Monthly Archives: November 2020

To Tell the Truth

            November is nanowrimo month– National Novel Writing Month. Without a plot, without a plan, I sat down and started a new story, hoping it might bring me to a conclusion by month’s end and the 50,000 words of a new novel that the nanowrimo experience aims to produce. 

            My heroine Veronica, known as Ron, has polished her new app, which she hopes will take the world by storm. She aims it at the media, believing that this app will allow everyone to tell truth from lies. Applied to photos, videos or voice recordings, her app highlights even the most subtle of discrepancies or differential sources, so that no one need be misled ever again. Why does she care? Because her young husband has slipped deep into a conspiracy cult that has cobbled together an alternate reality in which he lives, and he will not, and cannot, allow her to try to lead him out. 

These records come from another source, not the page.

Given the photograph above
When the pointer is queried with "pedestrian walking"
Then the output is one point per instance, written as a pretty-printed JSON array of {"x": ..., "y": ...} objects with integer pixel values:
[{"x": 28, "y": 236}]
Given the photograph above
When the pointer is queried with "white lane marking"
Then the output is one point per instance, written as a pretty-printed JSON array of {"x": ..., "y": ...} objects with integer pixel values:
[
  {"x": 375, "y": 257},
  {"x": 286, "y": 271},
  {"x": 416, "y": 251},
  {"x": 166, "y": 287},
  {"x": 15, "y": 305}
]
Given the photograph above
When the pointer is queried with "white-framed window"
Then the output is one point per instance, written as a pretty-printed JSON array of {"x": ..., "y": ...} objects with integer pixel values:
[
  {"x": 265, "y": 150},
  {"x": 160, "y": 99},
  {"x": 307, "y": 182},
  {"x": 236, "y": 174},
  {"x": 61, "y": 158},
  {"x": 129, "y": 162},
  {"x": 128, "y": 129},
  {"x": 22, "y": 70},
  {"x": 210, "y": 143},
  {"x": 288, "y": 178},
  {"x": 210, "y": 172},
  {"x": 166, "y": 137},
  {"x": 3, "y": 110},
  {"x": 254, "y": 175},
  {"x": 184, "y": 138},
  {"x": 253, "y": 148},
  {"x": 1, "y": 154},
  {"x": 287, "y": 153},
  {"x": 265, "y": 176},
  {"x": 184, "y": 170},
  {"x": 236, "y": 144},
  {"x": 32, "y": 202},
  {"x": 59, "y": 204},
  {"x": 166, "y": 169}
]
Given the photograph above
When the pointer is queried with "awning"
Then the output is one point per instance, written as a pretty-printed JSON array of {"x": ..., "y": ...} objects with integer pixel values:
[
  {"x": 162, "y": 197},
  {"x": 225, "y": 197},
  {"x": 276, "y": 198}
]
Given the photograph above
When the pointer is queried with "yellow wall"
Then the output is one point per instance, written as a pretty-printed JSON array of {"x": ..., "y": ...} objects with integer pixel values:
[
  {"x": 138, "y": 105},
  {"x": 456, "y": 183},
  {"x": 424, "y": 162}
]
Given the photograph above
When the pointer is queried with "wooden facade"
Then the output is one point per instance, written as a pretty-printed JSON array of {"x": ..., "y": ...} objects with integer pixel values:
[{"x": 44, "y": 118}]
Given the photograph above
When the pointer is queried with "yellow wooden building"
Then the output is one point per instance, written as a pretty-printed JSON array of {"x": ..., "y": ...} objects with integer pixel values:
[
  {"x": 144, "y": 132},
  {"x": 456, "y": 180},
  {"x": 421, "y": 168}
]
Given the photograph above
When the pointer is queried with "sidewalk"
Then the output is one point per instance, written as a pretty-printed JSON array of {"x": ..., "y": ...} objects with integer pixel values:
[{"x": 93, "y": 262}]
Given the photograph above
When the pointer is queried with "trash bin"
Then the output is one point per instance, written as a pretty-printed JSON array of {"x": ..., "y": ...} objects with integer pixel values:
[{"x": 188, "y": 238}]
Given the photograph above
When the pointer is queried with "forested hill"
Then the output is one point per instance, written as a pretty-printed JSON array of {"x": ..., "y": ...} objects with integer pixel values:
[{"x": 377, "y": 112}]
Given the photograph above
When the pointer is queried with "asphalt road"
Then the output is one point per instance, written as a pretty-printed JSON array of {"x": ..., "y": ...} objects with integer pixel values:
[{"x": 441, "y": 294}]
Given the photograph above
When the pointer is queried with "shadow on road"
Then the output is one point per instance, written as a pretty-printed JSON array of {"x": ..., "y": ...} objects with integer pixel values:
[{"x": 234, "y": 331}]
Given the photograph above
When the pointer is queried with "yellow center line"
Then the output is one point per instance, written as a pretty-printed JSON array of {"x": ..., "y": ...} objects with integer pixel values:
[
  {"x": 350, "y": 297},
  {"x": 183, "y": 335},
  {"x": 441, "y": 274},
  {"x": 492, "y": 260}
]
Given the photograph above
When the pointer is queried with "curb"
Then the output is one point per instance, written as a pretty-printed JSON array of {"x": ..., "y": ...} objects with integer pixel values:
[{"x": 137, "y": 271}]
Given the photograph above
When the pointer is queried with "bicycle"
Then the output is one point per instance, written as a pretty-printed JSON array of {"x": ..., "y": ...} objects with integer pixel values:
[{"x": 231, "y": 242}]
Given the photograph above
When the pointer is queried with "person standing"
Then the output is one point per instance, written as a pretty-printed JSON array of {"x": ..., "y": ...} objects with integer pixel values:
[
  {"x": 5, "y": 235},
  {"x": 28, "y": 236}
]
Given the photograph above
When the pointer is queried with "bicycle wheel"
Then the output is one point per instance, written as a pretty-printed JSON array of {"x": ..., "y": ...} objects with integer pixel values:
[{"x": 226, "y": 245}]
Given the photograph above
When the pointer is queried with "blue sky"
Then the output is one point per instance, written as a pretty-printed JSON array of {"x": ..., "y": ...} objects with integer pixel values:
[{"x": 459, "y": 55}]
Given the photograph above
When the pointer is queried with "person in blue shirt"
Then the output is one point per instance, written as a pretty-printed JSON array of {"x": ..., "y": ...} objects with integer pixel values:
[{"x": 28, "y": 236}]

            Ron, idealistically, thinks the best thing to do with her app is to send it out to the world, spreading it to all media that she can think of, and to universities and other institutions. She hasn’t thought about how much it will be hated by all political parties. She hasn’t considered the international elements who will be threatened in their efforts to manipulate the world stage. She never imagined that advertisers would have blood in their eyes as soon as they realize what this app could do to their sales. Truth in advertising? Never! So she panics and goes on the run, assuming that if she just gives this app a day to spread, the simple fact that she gave this away for free will protect her as soon as these outraged and menacing elements realize what she’s done. She’s not putting it out for bid, she’ll not sell to the highest bidder or blackmailer, there’s no putting this genie back in the bottle. She just has to disappear until the pace of the news catches up and makes her safe and uninteresting once more.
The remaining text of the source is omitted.